とはいえ、1880年にはすでにドイツのスタッドブックに乗っていました。

この犬種の祖先となっているのは、ラフ・コーテッド・ピンシャーと呼ばれる犬です。

この祖先犬は、スタンダード・シュナウザーの祖先でもあり、つまりジャーマンピンシャーとスタンダード・シュナウザーは兄弟犬なんです。

もともと、同じ祖先犬をもつこの2種ですが、剛毛で長い毛をもつタイプは「ワイヤーヘア・ピンシャー」と呼ばれ、一方で短い被毛タイプは「スムースヘア・ピンシャー」と呼ばれて、それぞれ別の犬種として育種されるようになりました。

そして、ワイヤーヘアタイプの犬がスタンダード・シュナウザーとなり、スムースヘアタイプの犬がジャーマンピンシャーとなったわけです。

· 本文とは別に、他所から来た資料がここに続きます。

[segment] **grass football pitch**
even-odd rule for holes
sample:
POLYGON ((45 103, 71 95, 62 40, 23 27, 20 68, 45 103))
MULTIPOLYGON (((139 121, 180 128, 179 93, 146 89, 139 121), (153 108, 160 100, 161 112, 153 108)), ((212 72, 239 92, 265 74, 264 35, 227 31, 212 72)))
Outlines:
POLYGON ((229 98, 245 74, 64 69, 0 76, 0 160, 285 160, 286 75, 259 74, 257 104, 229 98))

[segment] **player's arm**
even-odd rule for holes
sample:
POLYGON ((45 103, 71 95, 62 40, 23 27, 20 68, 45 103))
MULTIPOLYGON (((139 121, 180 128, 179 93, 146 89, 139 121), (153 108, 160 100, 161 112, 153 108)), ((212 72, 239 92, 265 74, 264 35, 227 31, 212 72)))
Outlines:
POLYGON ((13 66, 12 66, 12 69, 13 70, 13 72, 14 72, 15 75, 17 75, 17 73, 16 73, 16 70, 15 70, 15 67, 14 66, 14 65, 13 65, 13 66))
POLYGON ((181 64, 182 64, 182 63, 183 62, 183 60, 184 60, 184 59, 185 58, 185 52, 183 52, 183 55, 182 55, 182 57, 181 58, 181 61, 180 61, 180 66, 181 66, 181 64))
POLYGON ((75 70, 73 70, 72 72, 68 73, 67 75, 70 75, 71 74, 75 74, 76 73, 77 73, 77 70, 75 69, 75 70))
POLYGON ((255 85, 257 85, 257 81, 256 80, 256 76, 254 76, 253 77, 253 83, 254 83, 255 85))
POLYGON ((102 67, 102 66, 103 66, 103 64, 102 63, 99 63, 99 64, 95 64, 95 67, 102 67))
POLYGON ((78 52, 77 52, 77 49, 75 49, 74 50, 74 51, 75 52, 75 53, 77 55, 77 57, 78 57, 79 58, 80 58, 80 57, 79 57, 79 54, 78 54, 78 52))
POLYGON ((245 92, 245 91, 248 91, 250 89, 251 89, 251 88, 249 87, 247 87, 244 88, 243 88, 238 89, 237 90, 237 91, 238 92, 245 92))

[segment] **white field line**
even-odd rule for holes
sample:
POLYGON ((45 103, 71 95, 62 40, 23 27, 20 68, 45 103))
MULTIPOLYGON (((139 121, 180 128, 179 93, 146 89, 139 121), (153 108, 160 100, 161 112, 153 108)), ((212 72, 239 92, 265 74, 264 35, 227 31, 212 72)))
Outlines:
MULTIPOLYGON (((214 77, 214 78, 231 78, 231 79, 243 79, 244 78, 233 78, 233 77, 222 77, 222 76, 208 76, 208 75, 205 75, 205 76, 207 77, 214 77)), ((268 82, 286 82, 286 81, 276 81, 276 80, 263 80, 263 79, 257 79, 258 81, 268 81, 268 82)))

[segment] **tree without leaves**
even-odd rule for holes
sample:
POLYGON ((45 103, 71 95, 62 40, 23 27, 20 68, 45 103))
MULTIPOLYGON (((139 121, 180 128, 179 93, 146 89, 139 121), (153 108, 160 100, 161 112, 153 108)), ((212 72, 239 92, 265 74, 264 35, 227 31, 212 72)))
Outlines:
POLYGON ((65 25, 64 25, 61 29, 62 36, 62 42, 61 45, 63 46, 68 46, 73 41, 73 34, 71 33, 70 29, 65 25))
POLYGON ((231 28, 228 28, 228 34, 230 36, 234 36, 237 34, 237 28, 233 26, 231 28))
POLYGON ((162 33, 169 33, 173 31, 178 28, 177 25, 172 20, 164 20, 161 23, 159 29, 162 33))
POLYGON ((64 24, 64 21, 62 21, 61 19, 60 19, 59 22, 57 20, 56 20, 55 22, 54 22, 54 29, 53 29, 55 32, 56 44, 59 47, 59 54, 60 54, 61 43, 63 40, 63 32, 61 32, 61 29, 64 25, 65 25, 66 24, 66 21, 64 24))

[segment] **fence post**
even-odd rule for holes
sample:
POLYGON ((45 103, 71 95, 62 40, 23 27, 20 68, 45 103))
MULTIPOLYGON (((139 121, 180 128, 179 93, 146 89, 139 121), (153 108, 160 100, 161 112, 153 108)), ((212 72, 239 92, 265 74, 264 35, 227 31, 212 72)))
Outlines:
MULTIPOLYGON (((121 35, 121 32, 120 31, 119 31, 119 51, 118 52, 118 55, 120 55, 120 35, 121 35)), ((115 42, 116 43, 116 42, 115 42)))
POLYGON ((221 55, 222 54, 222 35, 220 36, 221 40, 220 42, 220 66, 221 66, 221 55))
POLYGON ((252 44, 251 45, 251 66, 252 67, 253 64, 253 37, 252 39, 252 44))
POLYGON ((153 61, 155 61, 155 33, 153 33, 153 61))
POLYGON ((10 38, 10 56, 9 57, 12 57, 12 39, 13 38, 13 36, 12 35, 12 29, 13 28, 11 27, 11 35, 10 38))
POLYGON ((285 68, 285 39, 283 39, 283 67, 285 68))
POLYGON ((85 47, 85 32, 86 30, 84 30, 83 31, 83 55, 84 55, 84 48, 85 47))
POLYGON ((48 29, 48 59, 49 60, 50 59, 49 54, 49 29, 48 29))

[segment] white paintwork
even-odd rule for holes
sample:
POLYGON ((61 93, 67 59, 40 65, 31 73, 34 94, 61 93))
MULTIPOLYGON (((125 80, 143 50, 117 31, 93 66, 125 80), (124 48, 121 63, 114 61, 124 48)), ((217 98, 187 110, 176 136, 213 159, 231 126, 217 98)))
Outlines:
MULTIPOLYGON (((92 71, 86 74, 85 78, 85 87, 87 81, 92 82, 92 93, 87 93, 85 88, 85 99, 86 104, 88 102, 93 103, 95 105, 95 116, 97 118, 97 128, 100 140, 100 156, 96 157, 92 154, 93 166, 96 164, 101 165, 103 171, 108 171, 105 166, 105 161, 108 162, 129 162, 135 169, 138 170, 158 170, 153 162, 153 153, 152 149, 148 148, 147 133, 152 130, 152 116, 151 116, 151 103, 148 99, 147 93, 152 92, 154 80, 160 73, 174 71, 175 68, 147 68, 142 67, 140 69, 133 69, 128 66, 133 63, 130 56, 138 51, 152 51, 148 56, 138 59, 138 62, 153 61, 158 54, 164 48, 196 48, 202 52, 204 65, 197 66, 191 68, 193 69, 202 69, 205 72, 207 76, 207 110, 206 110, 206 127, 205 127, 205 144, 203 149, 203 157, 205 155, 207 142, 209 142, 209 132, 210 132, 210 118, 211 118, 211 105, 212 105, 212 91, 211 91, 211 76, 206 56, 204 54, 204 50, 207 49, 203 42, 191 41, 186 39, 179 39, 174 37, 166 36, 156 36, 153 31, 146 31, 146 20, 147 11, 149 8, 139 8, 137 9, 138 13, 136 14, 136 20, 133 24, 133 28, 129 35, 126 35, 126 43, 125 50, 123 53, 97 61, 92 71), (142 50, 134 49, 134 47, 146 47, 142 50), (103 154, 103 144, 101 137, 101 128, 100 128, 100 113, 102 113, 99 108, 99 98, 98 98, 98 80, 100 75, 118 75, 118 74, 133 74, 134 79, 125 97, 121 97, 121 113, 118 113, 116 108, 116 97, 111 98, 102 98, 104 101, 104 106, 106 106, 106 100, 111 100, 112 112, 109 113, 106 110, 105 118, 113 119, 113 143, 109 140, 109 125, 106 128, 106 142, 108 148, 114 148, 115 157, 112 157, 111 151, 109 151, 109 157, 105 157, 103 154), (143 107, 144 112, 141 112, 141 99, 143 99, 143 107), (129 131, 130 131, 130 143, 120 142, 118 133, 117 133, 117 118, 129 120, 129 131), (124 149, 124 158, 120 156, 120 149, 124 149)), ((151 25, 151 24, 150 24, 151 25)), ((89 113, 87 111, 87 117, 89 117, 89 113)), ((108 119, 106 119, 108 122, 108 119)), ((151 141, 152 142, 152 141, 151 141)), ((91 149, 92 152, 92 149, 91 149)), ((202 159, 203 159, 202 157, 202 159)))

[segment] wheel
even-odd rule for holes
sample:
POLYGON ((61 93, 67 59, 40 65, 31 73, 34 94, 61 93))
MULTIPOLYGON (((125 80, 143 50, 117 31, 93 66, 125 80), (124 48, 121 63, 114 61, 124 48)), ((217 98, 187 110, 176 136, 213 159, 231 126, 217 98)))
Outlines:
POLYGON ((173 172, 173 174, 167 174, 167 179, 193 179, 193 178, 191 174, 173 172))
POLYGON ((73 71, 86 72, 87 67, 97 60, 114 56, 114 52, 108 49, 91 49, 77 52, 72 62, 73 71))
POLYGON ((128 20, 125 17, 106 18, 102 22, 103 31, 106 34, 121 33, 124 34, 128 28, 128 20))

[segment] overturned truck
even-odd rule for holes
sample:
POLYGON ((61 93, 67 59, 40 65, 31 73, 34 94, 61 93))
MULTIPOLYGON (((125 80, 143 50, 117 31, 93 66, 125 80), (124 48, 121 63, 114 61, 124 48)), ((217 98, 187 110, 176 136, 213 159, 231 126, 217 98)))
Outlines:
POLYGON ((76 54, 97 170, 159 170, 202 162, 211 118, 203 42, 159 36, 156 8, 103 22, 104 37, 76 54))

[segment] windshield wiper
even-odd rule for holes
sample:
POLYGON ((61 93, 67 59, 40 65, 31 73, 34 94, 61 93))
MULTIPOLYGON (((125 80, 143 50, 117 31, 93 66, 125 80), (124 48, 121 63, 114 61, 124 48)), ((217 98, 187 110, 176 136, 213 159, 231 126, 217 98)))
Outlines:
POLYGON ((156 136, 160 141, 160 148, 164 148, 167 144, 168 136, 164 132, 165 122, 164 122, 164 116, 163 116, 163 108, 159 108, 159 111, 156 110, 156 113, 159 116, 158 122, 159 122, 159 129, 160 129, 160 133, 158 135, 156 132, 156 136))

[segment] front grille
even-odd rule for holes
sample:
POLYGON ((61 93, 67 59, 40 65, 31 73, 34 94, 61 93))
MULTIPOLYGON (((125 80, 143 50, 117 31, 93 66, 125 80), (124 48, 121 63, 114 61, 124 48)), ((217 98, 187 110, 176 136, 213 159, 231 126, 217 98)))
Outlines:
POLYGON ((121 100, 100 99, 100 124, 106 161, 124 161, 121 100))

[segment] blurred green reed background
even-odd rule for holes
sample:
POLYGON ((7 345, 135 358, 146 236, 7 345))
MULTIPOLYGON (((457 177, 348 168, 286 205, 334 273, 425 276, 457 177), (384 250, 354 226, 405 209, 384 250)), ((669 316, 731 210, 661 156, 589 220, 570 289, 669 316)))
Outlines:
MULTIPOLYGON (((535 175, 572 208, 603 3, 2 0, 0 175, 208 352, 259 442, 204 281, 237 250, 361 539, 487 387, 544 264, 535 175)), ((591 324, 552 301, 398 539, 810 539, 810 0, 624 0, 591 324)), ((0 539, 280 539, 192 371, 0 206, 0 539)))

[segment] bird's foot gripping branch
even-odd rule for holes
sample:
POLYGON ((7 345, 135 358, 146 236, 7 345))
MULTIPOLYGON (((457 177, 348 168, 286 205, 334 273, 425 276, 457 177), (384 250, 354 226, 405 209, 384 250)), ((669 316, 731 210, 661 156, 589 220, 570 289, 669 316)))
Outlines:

よく、ジャーマンピンシャーは、ドーベルマンを小さくした犬と思われていたり、ミニチュアミンシャーもドーベルマンの小型版と言われることがあります。

しかし、その歴史を見ると、犬種として一番古いのは、ジャーマンピンシャーであり、ミニチュアピンシャーもドーベルマンの土台となった犬種なのです。

そして、見た目としてはこの2種にとても近いとはいえ、より近縁なのはスタンダード・シュナウザーということになります。

もともとネズミ駆除や番犬として働いていて、その狩猟能力の高さから優秀な使役犬として人気となっていました。

古い歴史を持つとはいえ、イギリスを始めとする原産国で犬種として認められたのは19世紀に入ってからと、比較的最近のことです。

しかし、他の犬種と同様、世界大戦の戦禍によって頭数がかなり減少してしまい、ほぼ絶滅寸前にまで追いやられてしまいました。

なんと、西ドイツにおいて1949年からの10年間の間には、1頭も出産されなかったようです。

その絶滅の危機は、西ドイツで1958年に発足したジャーマンピンシャー再生プロジェクトです。

ミニチュアピンシャーの愛好家であったワーナー・ユング氏とその他の繁殖家たちが立ち上がり、西ドイツに残っていた4頭の大きなミニチュアピンシャーと、命がけで東ドイツから密輸した一頭の純血のミニチュアピンシャーの合計5頭を基礎とした育種が行なわれました。

つまり、現在いるミニチュアピンシャーというのは、すべてその5頭の血筋であるということです。

それゆえに、近親交配による遺伝性の疾患に注意する必要があるのですが、優秀で家族に対して忠実で愛情深いこの犬種が守られたというのはうれしいことですね。